A University of Alberta pharmacology professor and researcher will use a CA $1.04 million grant to investigate the potential role of fatty molecules — called gangliosides — in treating neurodegenerative diseases, including Parkinson’s disease.
The grant, from the Canadian Institutes of Health Research (CIHR) and worth about $826,000, was given to Simonetta Sipione, PhD, whose training was in biochemistry. Sipione and her team will investigate whether restoring the levels of a particular type of ganglioside, called GM1, can boost the brain’s ability to dispose of toxic proteins, or otherwise prevent them from accumulating to eventually kill nerve cells.
Gangliosides, fat molecules with a sugar link, are highly abundant in the nervous system. They play an important role in the communication between brain cells. However, during aging and in neurodegenerative diseases like Parkinson’s and Huntington’s, the levels of certain gangliosides start to decay.
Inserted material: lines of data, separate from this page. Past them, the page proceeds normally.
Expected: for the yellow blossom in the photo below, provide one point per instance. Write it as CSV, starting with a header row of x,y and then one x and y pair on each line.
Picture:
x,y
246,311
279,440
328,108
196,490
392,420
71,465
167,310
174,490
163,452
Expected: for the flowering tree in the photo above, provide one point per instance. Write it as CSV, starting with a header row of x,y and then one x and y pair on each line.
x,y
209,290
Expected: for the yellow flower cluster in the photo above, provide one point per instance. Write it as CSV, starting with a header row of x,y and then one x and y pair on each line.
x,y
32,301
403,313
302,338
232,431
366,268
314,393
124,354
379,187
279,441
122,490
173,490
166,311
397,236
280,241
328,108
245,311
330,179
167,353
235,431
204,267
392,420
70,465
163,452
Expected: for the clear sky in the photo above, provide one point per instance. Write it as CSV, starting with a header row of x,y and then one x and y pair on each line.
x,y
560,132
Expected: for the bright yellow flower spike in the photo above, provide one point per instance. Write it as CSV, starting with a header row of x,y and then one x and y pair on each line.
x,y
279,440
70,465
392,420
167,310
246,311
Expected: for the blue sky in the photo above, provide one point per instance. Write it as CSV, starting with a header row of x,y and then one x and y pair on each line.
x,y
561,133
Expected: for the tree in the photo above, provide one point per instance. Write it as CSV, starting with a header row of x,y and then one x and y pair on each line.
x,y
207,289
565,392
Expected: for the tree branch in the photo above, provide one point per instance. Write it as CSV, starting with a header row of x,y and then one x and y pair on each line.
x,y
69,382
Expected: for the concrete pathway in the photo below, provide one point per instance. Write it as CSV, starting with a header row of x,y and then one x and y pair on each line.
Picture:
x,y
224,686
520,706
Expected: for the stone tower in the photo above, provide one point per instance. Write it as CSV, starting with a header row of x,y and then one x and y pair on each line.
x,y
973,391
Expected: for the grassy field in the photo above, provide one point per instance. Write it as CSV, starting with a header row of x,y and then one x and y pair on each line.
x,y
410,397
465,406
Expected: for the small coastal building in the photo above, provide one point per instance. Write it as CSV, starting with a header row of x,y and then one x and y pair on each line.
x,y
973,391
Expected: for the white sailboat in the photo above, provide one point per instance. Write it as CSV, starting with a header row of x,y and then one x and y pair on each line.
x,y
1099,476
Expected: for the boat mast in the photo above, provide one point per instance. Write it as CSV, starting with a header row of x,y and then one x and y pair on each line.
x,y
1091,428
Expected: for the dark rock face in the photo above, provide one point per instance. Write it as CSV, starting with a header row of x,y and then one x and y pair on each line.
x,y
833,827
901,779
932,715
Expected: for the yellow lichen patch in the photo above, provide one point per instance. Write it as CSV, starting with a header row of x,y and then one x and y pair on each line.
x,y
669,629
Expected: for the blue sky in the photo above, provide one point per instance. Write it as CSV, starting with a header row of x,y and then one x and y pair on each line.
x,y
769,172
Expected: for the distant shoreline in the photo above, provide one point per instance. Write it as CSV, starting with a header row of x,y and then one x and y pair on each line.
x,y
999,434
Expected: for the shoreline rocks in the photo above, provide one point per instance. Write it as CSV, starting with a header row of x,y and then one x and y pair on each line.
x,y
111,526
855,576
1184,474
“Gangliosides are highly enriched in the healthy brain. They help brain cells communicate with each other and with the environment,” Sipione said in a press release.
Boosting the levels of these fatty molecules is a potential strategy to lessen or even halt the onset of these neurodegenerative diseases.
“We are interested in finding out why” these levels drop, and in “developing a viable treatment that tackles the root of the disease, not just the symptoms,” Sipione added.
Sipione’s research is part of GlycoNet, a pan-Canadian research initiative bringing together academics and industry to investigate the potential of glycans — molecules with a sugar component — to treat various diseases.
Her work follows positive results in a mouse model of Huntington’s, in which injection of GM1 into the brain slowed disease progression.
“Restoring the level of GM1 in the brain could be a potential treatment for those who experience, or show signs of, neurodegeneration,” Sipione said.
Researchers believe that gangliosides like GM1 may instruct brain cells to dispose of toxic protein accumulates.
“Toxic proteins are like garbage and your brain is like a house. If garbage accumulates in the house and no one throws it out, your house is going to smell.
“We think GM1 and other gangliosides have a key role in instructing brain cells so that the garbage (toxic proteins) can be thrown out properly and eliminated by trash collectors, which are other biomolecules in the brain,” Sipione said.
“Our studies will help determine the underlying mechanism of GM1’s therapeutic effects and whether other similar molecules could be a novel treatment” for diseases that include Huntington’s, Parkinson’s and Alzheimer’s, she added.